Case Presentation: A 41-year-old male with a recently diagnosed left iliac soft tissue mass presents to our institution complaining of severe pain in his lower back and left hip limiting his ability to walk. The patient denied any recent fevers or chills, night sweats, allergies, or a family history of malignancies. The pelvic MRI on admission showed a large 6x8cm soft tissue mass in the left ilium along with diffuse bone marrow (BM) metastasis throughout the sacral spine with extension into the bilateral ilium and femur. CBC was notable for leukocytosis to 26.2 K/uL with monocytosis (1.06 K/uL) and eosinophils (9.77 K/uL). Peripheral blood smear revealed mature granulocytes, monocytosis and eosinophilia without left shift. Chemistry profile was remarkable for mild hypercalcemia (10.4 mg/dL) but no protein gap or other abnormality. 24-hour urine protein was elevated to 1775mg. Serum protein electrophoresis disclosed no M-spike but urine electrophoresis was notable for Bence-Jones proteinuria and serum lambda light chains were elevated (lamda 1357 mg/L, kappa 4.57 mg/L, and lambda/kappa ratio of 334.4). FIP1L1-PDGFRA fusion protein and next-generation sequencing for myeloproliferative neoplasms (MPNs) were negative. The BM biopsy showed plasma cell neoplasm with 80-90% cellularity. The pelvic biopsy was consistent with plasmacytoma. A diagnosis of light chain multiple myeloma (MM) was confirmed and the patient was initiated on treatment before discharge.

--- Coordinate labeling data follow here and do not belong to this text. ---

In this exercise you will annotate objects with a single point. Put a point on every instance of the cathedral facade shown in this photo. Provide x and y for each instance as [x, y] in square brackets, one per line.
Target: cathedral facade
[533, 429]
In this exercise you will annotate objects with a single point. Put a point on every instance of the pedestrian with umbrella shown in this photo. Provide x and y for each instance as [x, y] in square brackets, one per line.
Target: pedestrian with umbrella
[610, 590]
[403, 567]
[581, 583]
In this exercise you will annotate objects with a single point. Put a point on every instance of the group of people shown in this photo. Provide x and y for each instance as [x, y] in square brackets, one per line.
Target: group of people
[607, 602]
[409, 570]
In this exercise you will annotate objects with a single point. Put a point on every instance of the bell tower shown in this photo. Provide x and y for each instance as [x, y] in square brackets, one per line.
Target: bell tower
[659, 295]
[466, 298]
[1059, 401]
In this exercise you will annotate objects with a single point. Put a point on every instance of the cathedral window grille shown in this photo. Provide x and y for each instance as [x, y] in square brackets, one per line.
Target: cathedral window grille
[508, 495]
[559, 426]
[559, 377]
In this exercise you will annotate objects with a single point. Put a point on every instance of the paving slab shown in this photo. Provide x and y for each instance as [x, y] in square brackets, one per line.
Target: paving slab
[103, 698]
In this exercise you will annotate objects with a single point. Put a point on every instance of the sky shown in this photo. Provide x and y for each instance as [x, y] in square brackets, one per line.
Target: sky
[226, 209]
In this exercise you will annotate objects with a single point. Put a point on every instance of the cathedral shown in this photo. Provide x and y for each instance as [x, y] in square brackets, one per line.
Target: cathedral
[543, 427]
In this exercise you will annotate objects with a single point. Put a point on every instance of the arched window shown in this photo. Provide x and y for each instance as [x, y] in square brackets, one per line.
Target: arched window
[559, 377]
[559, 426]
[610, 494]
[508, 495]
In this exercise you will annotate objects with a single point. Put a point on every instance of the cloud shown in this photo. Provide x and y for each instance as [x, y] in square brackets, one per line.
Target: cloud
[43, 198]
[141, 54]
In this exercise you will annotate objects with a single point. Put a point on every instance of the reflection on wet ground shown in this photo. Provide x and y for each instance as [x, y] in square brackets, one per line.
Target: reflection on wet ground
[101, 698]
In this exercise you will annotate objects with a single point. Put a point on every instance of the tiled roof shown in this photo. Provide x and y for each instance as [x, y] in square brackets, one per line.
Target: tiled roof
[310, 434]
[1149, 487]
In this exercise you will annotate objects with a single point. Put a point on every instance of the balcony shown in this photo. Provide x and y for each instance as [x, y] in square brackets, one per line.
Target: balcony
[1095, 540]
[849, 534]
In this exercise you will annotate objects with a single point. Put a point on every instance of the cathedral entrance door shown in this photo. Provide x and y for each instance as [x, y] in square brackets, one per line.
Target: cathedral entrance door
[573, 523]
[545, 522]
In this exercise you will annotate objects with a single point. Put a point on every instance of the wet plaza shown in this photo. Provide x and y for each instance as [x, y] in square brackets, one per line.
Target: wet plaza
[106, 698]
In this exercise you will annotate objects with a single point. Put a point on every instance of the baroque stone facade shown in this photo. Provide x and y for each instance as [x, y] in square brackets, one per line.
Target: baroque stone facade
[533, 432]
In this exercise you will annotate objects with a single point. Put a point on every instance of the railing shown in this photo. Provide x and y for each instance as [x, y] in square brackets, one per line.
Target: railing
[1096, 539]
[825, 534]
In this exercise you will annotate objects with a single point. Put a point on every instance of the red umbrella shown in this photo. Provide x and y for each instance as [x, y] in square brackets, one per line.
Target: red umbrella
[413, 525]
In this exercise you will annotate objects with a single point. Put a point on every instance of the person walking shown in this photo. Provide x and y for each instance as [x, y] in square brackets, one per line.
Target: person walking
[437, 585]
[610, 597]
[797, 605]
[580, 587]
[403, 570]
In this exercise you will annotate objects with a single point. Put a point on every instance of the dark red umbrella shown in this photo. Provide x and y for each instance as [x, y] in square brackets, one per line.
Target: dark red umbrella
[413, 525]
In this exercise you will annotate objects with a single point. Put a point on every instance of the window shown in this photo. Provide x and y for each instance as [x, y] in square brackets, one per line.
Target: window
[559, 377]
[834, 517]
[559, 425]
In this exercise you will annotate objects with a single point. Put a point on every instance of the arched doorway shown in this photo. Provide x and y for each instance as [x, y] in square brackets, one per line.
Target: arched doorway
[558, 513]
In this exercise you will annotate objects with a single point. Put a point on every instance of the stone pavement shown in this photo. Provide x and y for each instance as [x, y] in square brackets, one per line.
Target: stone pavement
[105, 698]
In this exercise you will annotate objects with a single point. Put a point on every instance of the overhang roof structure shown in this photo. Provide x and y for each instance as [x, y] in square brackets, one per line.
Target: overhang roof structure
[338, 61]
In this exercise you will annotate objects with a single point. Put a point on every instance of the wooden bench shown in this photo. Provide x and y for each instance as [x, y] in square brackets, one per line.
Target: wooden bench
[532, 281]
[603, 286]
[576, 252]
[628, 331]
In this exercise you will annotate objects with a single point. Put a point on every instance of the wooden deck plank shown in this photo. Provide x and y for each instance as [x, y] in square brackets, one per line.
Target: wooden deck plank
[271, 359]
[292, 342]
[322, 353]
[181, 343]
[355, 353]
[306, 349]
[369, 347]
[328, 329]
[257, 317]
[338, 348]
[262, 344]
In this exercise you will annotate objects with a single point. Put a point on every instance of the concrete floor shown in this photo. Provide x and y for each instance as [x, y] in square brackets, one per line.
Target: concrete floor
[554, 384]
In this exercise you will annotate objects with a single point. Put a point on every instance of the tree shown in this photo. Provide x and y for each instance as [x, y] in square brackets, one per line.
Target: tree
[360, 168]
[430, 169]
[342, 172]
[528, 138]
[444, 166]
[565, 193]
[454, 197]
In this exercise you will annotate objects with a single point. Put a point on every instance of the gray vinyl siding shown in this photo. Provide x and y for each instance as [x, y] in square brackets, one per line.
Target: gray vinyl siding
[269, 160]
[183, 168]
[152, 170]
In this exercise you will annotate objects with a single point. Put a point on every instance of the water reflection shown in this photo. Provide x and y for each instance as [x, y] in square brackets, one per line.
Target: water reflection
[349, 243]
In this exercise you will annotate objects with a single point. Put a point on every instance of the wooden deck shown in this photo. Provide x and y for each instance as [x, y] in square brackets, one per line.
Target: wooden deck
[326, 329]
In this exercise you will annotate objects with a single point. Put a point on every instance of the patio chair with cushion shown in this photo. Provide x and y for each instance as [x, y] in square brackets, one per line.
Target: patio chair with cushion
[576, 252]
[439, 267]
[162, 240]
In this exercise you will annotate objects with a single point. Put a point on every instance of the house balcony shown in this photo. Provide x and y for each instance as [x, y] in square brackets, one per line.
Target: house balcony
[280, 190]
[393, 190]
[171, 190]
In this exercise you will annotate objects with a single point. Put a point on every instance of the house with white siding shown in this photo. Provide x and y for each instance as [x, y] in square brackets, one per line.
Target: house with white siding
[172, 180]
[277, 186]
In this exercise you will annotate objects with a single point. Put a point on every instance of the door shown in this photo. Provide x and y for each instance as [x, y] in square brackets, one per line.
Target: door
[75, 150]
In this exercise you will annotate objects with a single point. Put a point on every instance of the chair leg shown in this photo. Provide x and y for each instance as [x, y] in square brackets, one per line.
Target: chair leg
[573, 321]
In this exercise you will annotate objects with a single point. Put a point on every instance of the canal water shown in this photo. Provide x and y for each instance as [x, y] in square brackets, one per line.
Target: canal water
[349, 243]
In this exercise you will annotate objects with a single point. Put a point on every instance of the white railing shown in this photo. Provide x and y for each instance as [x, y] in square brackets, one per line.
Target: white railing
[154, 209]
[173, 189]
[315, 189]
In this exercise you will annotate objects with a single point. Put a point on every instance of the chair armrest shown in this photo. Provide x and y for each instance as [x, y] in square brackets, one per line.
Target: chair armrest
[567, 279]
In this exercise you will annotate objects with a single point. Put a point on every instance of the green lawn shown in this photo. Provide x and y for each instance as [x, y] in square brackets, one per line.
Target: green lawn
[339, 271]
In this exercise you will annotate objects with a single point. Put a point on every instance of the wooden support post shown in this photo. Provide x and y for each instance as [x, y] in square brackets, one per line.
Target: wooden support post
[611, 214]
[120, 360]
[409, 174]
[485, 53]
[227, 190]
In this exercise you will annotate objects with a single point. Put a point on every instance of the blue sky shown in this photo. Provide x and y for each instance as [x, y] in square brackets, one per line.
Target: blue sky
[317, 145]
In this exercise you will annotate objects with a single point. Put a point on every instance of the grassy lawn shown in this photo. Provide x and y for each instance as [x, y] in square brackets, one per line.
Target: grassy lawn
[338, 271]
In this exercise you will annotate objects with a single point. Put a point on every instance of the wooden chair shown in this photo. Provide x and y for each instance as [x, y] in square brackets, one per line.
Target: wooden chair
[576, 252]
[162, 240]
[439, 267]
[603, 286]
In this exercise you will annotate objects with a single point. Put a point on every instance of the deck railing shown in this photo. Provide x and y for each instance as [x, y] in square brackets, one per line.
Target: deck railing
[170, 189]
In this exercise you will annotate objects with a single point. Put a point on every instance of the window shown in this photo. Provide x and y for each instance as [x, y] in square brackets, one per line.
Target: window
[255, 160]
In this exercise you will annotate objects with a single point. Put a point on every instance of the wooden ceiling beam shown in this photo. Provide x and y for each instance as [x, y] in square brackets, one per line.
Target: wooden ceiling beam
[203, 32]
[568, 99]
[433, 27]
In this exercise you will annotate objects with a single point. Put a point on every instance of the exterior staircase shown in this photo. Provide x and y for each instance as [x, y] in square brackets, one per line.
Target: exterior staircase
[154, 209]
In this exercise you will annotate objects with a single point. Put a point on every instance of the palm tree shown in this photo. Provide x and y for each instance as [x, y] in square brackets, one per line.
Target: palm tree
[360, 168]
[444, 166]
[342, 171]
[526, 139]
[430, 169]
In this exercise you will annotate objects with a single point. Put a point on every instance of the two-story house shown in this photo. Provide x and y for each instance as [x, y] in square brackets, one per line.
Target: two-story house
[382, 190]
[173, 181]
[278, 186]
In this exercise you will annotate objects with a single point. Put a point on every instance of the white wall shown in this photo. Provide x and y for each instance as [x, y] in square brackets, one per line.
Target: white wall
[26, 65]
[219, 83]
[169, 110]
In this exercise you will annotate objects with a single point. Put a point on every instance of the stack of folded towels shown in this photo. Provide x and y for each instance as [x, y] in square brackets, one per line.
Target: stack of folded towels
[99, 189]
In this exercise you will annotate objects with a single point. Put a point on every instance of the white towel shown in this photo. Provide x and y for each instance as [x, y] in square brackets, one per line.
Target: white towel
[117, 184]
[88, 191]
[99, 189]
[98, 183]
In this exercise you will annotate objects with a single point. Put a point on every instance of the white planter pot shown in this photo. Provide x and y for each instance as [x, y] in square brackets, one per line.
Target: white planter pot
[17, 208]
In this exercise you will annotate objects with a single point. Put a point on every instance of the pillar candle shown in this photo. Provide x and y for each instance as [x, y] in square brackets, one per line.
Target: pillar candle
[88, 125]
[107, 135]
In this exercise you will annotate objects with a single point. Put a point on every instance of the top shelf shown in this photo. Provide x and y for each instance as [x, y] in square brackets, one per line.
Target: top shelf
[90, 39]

Discussion: Eosinophilia is commonly encountered in the inpatient setting and requires a focused approach to determine etiology. Eosinophilia is usually transient and secondary to infection, drugs, or allergic reactions. Due to the level of severity in this patient, it was important to screen for any signs of end-organ damage and order diagnostic testing as appropriate. In our patient, we believed that eosinophilia was a paraneoplastic phenomenon (due to eosinophilic cytokine production by tumor cells) secondary to MM. It was through this structured approach that the diagnosis of MM was made. Our patient’s MM is classified as light chain MM due to the lack of serum M-spike but positive serum light chains.
Conclusions: Evaluation of peripheral eosinophilia requires screening for signs of end organ damage, ruling out secondary causes related to infection or medications, and then completing serum testing and BM biopsy to evaluate for hematological abnormalities. Light chain MM is a hematological neoplasm that can present without the traditional serum findings of anemia, protein gap and serum M-spike and may be associated with peripheral eosinophilia.